"Every aspect of a museum, gallery, or heritage site communicates. From the architectural style of the building or layout of a site, to the attendants at the entrance, the arrangement of the exhibits or artifacts, the colour of the walls, and the positioning and content of labels and text panels; all these things and more are engaged in a communicative process with the visitor." -Rhiannon Mason, Museums, galleries and heritage: Sites of meaning-making and communication
For these very reasons, even the central glass column filled with musical instruments which acts as the backboard to the musée du quai Branly can be controversial. In my opinion: it shows objects on display which--although for the most part made to be seen--are intended more so to use. It organizes objects by region with scientific numbers which further separates the visitors from the cultures the objects represent. For a museum which is meant to be so revolutionary, it's nearly as imperialistically-insulting as museums have always been. Daniel Sherman notes, "Rivet [the first director of the Musée de l'Homme] ;preferred to avoid evolutionary schemas altogether, noting that the people ethnographers would encounter in the French empire 'are as far, perhaps even farther, from their origins as we; it is just that their civilization has evolved in a different direction from ours'." In this case, few things have changed.
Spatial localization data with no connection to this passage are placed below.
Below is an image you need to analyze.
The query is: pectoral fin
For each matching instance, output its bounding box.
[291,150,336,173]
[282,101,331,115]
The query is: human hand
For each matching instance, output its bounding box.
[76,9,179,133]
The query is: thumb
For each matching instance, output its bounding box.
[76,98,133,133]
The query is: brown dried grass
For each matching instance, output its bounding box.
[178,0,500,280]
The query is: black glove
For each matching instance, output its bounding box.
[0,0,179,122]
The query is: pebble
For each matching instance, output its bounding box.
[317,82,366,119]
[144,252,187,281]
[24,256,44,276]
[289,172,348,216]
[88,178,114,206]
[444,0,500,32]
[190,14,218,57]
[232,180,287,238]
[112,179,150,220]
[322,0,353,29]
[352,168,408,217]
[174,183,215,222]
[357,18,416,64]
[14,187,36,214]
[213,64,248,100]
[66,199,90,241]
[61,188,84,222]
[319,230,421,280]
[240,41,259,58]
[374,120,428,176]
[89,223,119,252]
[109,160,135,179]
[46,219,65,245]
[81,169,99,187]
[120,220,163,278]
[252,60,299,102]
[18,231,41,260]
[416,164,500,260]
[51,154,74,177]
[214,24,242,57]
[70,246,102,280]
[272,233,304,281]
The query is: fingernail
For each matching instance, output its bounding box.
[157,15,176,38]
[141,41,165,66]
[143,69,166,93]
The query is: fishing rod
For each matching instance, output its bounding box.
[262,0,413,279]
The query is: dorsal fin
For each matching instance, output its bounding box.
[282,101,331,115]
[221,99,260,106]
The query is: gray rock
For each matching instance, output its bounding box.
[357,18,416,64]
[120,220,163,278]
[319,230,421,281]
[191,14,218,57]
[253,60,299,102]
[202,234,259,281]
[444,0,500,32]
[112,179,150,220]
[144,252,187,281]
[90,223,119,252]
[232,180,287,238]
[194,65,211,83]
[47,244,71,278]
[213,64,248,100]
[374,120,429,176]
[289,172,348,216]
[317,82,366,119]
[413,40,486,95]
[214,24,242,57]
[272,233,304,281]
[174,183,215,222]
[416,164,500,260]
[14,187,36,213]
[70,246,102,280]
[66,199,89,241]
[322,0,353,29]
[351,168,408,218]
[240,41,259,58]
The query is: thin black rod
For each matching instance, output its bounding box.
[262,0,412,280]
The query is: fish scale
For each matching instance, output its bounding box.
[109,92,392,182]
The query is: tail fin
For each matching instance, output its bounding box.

"Who, after all, is best qualified by experience' (what kinds?), by depth and breadth of knowledge (what knowledge?), to control and interpret an African collection," asks James Clifford in Routes: Travel and Translation in the Late Twentieth Century. I expand the question to include any culturally-affiliated collection, which in those terms basically encompasses everything found with a museum. It matters because, "for example, depending on your point of view, an African mask could be viewed as an ethnographic exhibit, a tribal artefact, a piece of art, evidence of colonial looting, the subject of a repatriation case, or simply a commodity to sell," as described in ;Museums, galleries and heritage: Sites of meaning-making and communication by Rhiannon Mason. In creating a contemporary building surrounded by an "exotic" garden with a visitor route which simulates a futuristic river, any and all objects of the museum are placed in this context which further separates the museum experience, and thus the cultural significance of the objects themselves, from the every day life and identity of the museum visitor. Thus this museum is hardly "a contact zone."
And saying as such doesn't begin to address "looted third world art," to use the loaded terms of The New York Times. Perhaps it's too much to ask, but I believe a museum that claims to be ... should "be accountable in a way that went [goes] beyond mere preservation," in the words of James Clifford. If for no other reason than because, as Eilean Hooper-Greenhill acknowledges in Changing Values in the Art Museum: Rethinking Communication and Learning: "It is time for museum professionals to acknowledge and address the power of museums, to accept that museums are necessarily implicated in cultural politics, and that, therefore, professional practices have political."